Dulu kamu adalah satu-satunya sosok yang selalu ada disaat aku mebutuhkan sandaran. Dulu kamu selalu membuatku menorehkan senyum setiap hari. Dulu sosokmu selalu melintas di fikiranku, siang malam selalu saja seakan tak pernah absen. Tapi sayang, itu hanya sebatas dulu. Tak ada lagi masa sekarang, masa dimana aku masih menjadi yang segalanya buatmu. Kamu pergi tanpa alasan yang jelas. Kau tau? Ketika kemarin malam kamu memutuskan secara sepihak mengenai hubungan kita? Malam itu aku baru saja pulang dari suatu tempat yang memberiku banyak sekali kelelahan. Berlari di bawah hujan, berharap ketika pulang kau akan mengirimiku sekedar pesan singkat yang manis, seperti yang biasa kau lakukan setiap malam. Namun nampaknya, itu pertama kalinya kita berbeda feeling. Jangankan pesan singkat manis, kau malah memberiku kata-kata "kita putus, ini semua salahmu. maaf, kita cukup sampai disini."
Kau pikir lelahku akan hilang ketika membaca itu? Tak bisakah kau sedikit memahami akan kepentingan kita berdua?

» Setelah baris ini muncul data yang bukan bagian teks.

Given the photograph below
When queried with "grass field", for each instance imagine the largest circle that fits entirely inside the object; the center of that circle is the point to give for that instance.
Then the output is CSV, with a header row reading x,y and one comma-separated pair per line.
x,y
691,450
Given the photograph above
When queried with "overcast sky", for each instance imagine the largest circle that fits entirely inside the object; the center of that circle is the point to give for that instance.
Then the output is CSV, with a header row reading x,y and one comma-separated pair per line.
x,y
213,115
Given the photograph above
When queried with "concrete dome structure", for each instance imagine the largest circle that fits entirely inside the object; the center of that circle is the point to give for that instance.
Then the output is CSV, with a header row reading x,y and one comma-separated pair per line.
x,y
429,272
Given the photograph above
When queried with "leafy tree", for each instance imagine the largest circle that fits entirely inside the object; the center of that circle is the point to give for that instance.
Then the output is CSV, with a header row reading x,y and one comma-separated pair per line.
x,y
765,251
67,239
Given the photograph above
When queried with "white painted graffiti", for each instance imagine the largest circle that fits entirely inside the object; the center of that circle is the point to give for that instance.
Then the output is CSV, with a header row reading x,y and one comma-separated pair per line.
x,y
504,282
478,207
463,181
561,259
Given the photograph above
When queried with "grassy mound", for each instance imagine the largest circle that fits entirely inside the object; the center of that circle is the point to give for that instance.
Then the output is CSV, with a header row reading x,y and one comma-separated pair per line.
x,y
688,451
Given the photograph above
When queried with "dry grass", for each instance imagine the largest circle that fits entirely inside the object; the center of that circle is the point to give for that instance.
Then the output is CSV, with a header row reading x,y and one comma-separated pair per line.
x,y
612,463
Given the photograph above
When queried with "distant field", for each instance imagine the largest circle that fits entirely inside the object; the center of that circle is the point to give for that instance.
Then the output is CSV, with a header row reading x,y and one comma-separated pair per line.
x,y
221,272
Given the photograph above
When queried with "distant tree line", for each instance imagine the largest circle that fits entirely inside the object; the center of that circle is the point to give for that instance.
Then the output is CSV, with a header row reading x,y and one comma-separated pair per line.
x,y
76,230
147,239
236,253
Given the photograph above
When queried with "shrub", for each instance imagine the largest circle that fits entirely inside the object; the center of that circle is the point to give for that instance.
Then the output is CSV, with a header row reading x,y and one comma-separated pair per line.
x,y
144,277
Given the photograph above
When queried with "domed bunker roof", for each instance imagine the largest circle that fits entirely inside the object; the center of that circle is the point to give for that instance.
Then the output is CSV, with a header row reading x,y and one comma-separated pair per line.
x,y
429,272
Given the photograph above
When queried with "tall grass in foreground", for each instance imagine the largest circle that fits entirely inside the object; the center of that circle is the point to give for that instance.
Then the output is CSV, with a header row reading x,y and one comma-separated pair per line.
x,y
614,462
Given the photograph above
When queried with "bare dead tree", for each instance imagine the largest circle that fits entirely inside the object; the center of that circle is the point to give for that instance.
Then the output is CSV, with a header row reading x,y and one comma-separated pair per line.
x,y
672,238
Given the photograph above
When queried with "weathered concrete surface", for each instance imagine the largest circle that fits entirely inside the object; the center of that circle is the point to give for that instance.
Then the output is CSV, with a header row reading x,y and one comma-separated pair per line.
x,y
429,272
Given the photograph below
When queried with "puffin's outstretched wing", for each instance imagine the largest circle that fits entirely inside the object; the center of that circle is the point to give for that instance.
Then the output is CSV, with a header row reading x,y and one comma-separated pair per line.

Mas, oke aku tahu disini aku memang salah. Tapi tak bisakah kau sedikit saja memahamiku? Minimal memahami kita sajalah. Kita terpisah oleh jarak yang begitu menghalangi kita berbicara dengan saling menatap. Kita sama-sama sibuk dengan kepentingan. Kamu sibuk dengan urusanmu dan aku sibuk dengan urusanku. Bukankah kemarin kamu baik-baik saja? Kamu masih memberi sekedar emoticon smile di setiap pesan yang kau kirim untukku. Masih mengingatkanku untuk ibadah. Masih sesekali menanyaiku apakah aku sudah makan. Mengapa kamu berubah begitu cepat? Memutuskan hubungan tanpa merundingkannya denganku, karena aku sibuk? Tak punya waktu? Loh bukankah kamu juga begitu? Kamu juga selalu sibuk kan? Tolonglah pahami aku. Jika alasanmu hanya karena aku tak memperhatikanmu, aku yang selalu sibuk dengan urusanku, berarti kamu adalah pria yang egois bukan? Ingin selalu diperhatikan tanpa pernah bisa memahami keadaanku? Alasanmu sama sekali tak adil untukku.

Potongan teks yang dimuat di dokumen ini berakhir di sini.